Principal Component Analysis
This analysis calculates eigenvalues and eigenvectors (principal components) of the matrix of covariances of rate histograms. The analysis creates population vectors corresponding to the principal components.
Parameters
Parameter |
Description |
---|---|
Bin |
Bin size in seconds. |
Vectors Prefix |
A string specifying how the population vector names will be generated. For example, if prefix is pca1, the vector names will be pca1_01, pca1_02, etc. |
Select Data |
If Select Data is From Time Range, only the data from the specified (by Select Data From and Select Data To parameters) time range will be used in analysis. See also Data Selection Options. |
Select Data From |
Start of the time range in seconds. |
Select Data To |
End of the time range in seconds. |
Interval filter |
Specifies the interval filter that will be used to preselect data before analysis. See also Data Selection Options. |
Send to Matlab |
An option to send the matrix of numerical results to Matlab. See also Matlab Options. |
Matrix Name |
Specifies the name of the results matrix in Matlab workspace. |
Matlab command |
Specifies a Matlab command that is executed after the numerical results are sent to Matlab. |
Send to Excel |
An option to send numerical results or summary of numerical results to Excel. See also Excel Options. |
Sheet Name |
The name of the worksheet in Excel where to copy the numerical results. |
TopLeft |
Specifies the Excel cell where the results are copied. Should be in the form CR where C is Excel column name, R is the row number. For example, A1 is the top-left cell in the worksheet. |
Summary of Numerical Results
The following information is available in the Summary of Numerical Results
Column |
Description |
---|---|
Variable |
Variable name and PCA statistics name. |
pca1_N |
The weight of the variable in the N-th eigenvector. The rows at the bottom of the table also show Eigenvalue of this eigenvector, % of variance it explains, and the cumulative percent of the variance explained by this and preceding eigenvectors. |
Corr with VAR |
Correlation with the specified variable. |
Numerical Results
The Results sheet shows for each neuron the weights this neuron has in all the eigenvectors.
Algorithm
Step 1
Rate histograms are calculated for each of the selected neurons.

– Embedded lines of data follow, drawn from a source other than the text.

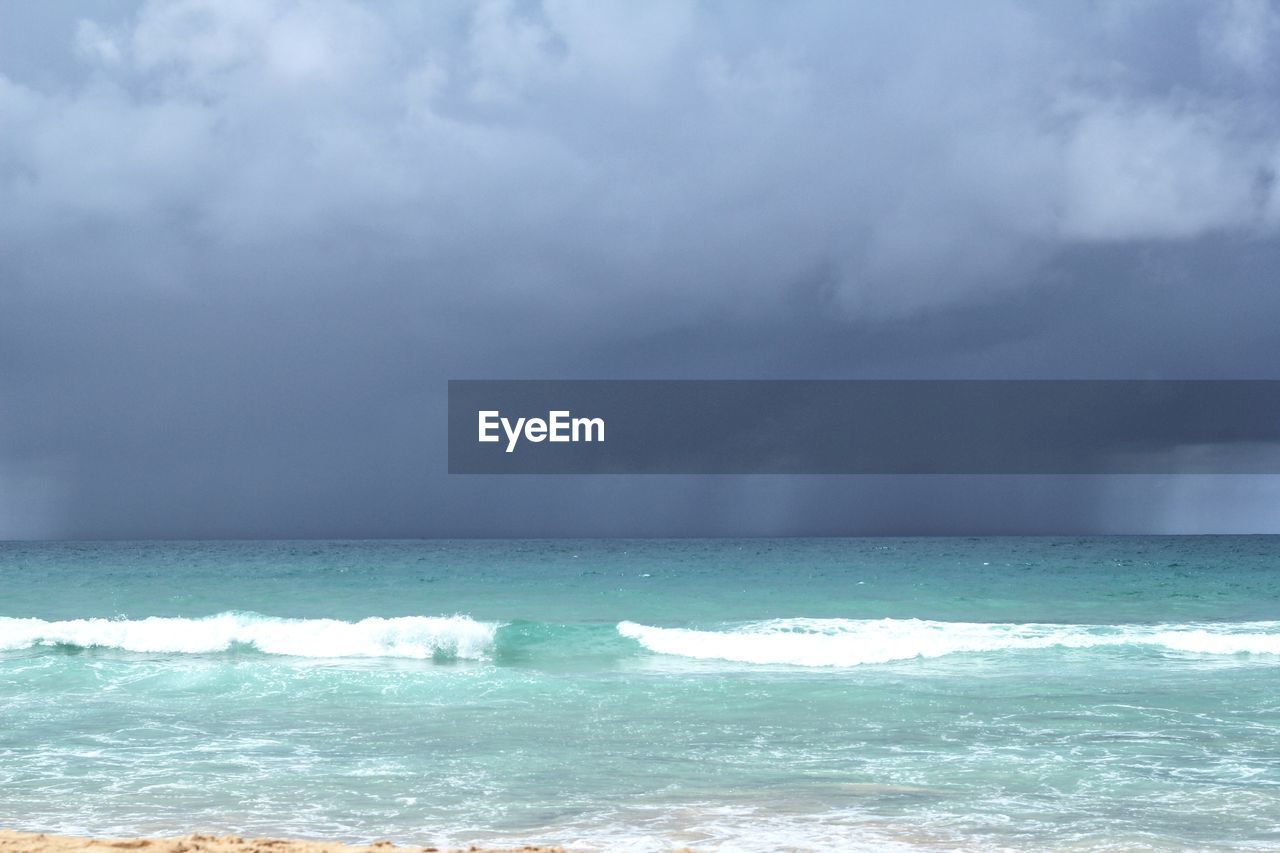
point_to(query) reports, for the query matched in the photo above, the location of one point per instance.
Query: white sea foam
(853, 642)
(415, 637)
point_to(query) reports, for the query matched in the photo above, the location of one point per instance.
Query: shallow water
(1105, 693)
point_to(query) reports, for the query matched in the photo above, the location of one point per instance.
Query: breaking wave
(846, 642)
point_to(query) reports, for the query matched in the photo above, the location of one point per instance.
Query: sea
(720, 694)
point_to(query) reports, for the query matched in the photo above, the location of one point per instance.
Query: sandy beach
(42, 843)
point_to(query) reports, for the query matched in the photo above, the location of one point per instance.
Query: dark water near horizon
(976, 693)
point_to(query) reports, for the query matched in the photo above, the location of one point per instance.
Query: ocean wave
(854, 642)
(412, 637)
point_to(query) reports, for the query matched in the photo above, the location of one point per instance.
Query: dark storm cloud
(242, 245)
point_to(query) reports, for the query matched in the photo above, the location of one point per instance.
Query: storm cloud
(243, 246)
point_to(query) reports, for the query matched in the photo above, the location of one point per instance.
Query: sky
(243, 245)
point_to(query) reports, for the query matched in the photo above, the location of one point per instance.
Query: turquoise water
(1023, 694)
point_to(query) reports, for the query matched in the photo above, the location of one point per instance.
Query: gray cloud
(242, 245)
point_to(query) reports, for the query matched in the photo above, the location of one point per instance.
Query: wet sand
(41, 843)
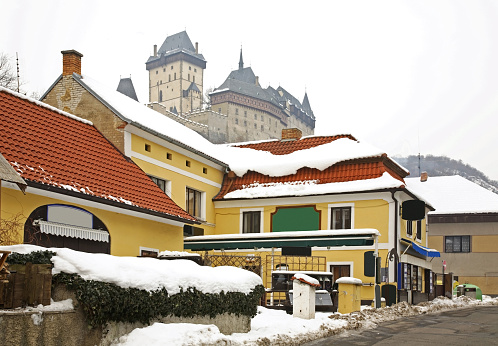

The time axis is divided into bins. The first bin is [XMin, XMin+Bin)
. The second bin is [XMin+Bin, Xmin+Bin*2)
, etc.
The left end is included in each bin, the right end is excluded from the bin.
For each bin, the number of events (spikes) in this bin is calculated.
For example, for the first bin
bin_count = number of timestamps (ts) such that ts >= XMin and ts < XMin + Bin
Bin counts are calculated in such a way for all the selected variables to produce in a matrix
bin_count[i, j]
, where i
is the neuron number, j
is the bin number.
Step 2
The matrix of covariances between neurons c[t, s]
is calculated:
c[t, s] = correlation between vectors bin_count[t, *] and bin_count[s, *], s, t = 1, ...,number_of_selected_neurons.
Step 3
The eigenvalues and eigenvectors are calculated for the matrix c[t, s].
The eigenvectors (principal components) are sorted according to their eigenvalues.
The first principal component has the largest eigenvalue.
Each principal component becomes a new population vector in the data file.